L’inclusion ne remet pas non plus en cause la nécessité de s’entendre sur des projets individualisés pour les enfants  handicapés en difficulté dans les apprentissages, mais la préoccupation est qu’ils s’inscrivent aussi dans le projet commun de la classe. L’objectif visé est de faire partager à tous les élèves la même culture et de leur donner la possibilité de développer leur personnalité en relation avec les autres.

Dans une perspective inclusive, on n’entend pas non plus se priver de l’expérience et des compétences acquises par les  professionnels spécialisés, concernant les enfants en situation de handicap. L’idée est plutôt que ces compétences soient intégrées dans le fonctionnement de l’école, que ces professionnels puissent intervenir au sein de l’établissement et devenir des ressources pour tous, élèves et enseignants. Il s’agit alors de mettre en commun les compétences de l’ensemble des professionnels (spécialisés et enseignants) pour construire des pratiques permettant aux différents élèves de progresser ensemble dans le cadre scolaire.
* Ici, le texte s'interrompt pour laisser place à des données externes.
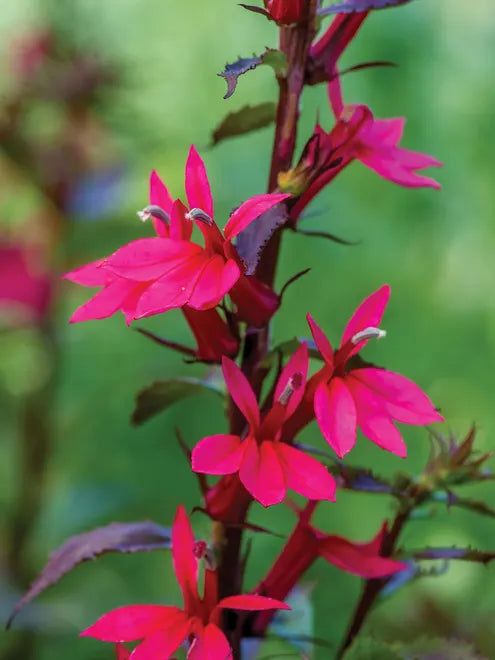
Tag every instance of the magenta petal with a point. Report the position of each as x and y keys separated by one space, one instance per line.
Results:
x=403 y=399
x=197 y=185
x=241 y=392
x=149 y=258
x=336 y=414
x=215 y=281
x=90 y=274
x=106 y=302
x=162 y=643
x=305 y=475
x=296 y=370
x=127 y=624
x=354 y=559
x=321 y=341
x=261 y=473
x=185 y=563
x=210 y=644
x=249 y=211
x=368 y=314
x=374 y=421
x=218 y=454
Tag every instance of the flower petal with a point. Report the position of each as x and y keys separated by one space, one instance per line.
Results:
x=336 y=414
x=374 y=421
x=211 y=644
x=305 y=475
x=296 y=370
x=185 y=563
x=197 y=185
x=350 y=557
x=215 y=281
x=241 y=392
x=126 y=624
x=368 y=314
x=218 y=454
x=321 y=341
x=403 y=399
x=249 y=211
x=261 y=473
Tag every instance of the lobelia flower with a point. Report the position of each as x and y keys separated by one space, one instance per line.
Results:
x=346 y=396
x=163 y=628
x=267 y=467
x=306 y=544
x=153 y=275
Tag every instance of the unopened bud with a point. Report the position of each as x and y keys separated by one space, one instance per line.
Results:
x=155 y=211
x=368 y=333
x=294 y=384
x=199 y=214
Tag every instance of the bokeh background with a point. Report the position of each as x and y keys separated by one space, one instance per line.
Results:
x=128 y=87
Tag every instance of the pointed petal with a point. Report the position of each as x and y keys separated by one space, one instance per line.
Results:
x=368 y=314
x=249 y=211
x=159 y=196
x=197 y=185
x=215 y=281
x=305 y=475
x=211 y=644
x=374 y=421
x=185 y=563
x=106 y=302
x=162 y=643
x=261 y=473
x=218 y=454
x=90 y=274
x=336 y=415
x=350 y=557
x=149 y=258
x=296 y=370
x=126 y=624
x=241 y=392
x=173 y=289
x=403 y=399
x=321 y=341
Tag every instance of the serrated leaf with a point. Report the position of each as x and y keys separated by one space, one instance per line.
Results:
x=274 y=58
x=115 y=537
x=251 y=241
x=352 y=6
x=162 y=394
x=247 y=119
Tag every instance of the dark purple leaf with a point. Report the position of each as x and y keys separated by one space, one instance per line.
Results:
x=252 y=240
x=161 y=394
x=247 y=119
x=115 y=537
x=271 y=56
x=352 y=6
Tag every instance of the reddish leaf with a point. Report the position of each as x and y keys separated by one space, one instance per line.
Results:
x=115 y=537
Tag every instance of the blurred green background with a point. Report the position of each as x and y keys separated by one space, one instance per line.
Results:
x=435 y=249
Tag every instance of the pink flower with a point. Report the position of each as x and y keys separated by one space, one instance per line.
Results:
x=286 y=12
x=163 y=628
x=346 y=396
x=266 y=466
x=306 y=544
x=153 y=275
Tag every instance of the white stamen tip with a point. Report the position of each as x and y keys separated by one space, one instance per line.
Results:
x=368 y=333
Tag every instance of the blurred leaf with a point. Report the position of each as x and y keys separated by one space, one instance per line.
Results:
x=351 y=6
x=115 y=537
x=247 y=119
x=252 y=240
x=162 y=394
x=274 y=58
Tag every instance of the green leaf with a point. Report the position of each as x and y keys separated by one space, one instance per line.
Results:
x=247 y=119
x=162 y=394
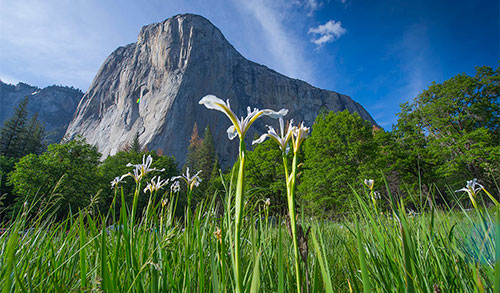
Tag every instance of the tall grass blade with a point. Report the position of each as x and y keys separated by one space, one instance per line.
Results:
x=362 y=260
x=322 y=263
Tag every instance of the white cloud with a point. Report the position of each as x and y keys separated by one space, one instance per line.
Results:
x=284 y=49
x=328 y=32
x=312 y=5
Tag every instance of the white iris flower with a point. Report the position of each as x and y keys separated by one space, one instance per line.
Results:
x=191 y=181
x=240 y=126
x=282 y=138
x=155 y=185
x=142 y=169
x=300 y=133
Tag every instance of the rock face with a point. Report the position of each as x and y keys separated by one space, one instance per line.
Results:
x=174 y=64
x=55 y=105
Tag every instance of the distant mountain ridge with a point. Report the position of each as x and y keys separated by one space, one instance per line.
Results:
x=55 y=105
x=152 y=87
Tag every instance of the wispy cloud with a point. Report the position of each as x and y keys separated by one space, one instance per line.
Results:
x=285 y=53
x=311 y=5
x=328 y=32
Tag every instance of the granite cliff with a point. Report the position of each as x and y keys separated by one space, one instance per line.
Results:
x=55 y=105
x=152 y=87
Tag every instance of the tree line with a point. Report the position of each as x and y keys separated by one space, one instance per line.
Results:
x=446 y=135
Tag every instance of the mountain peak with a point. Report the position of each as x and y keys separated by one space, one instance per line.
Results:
x=152 y=87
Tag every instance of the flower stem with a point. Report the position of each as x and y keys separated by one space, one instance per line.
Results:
x=291 y=210
x=239 y=218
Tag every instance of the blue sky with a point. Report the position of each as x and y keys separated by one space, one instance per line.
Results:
x=381 y=53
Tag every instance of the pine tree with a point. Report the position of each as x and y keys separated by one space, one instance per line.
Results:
x=13 y=131
x=32 y=142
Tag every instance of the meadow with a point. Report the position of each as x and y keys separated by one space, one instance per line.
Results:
x=229 y=243
x=439 y=250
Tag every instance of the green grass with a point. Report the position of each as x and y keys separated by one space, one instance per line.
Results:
x=450 y=249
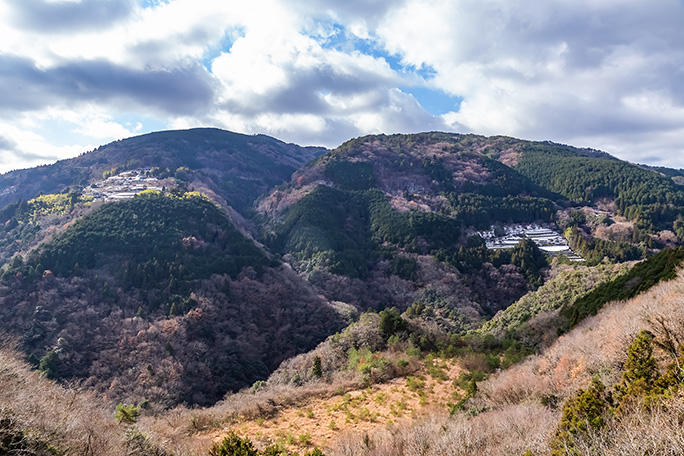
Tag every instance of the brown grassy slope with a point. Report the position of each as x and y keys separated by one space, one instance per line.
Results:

Une formation à l’éducation inclusive

Pour favoriser la scolarisation des enfants handicapés, on s’accorde, en général, sur la nécessité d’une formation pour les enseignants. Le développement d’une démarche inclusive conduit à repenser les contenus et les modalités d’une formation pour les différents professionnels concernés. Elle fait apparaître l’intérêt d’une formation centrée essentiellement sur l’approfondissement des compétences pédagogiques en vue de gérer la diversité des élèves. On voit également l’importance d’une sensibilisation au handicap, qui mette davantage l’accent sur la question de l’éducabilité que sur une présentation des déficiences. L‘éducation inclusive sollicite aussi le milieu spécialisé en tant que ressource pour l’école. Les professionnels spécialisés ont alors besoin d’être préparés à de nouveaux modes d’intervention dans les écoles, auprès des enfants et des adultes. Le travail en collaboration, que suppose la démarche inclusive, aussi bien au sein de l’école qu’entre écoles et structures spécialisées, ne va pas toujours de soi. Il reste souvent contraire aux habitudes. Il paraît indispensable que la formation porte également sur les pratiques de collaboration. On peut envisager dans cette perspective des formations en équipe, des formations pluricatégorielles. Des expériences ont déjà été engagées dans cette voie (Belmont et Vérillon, 2006).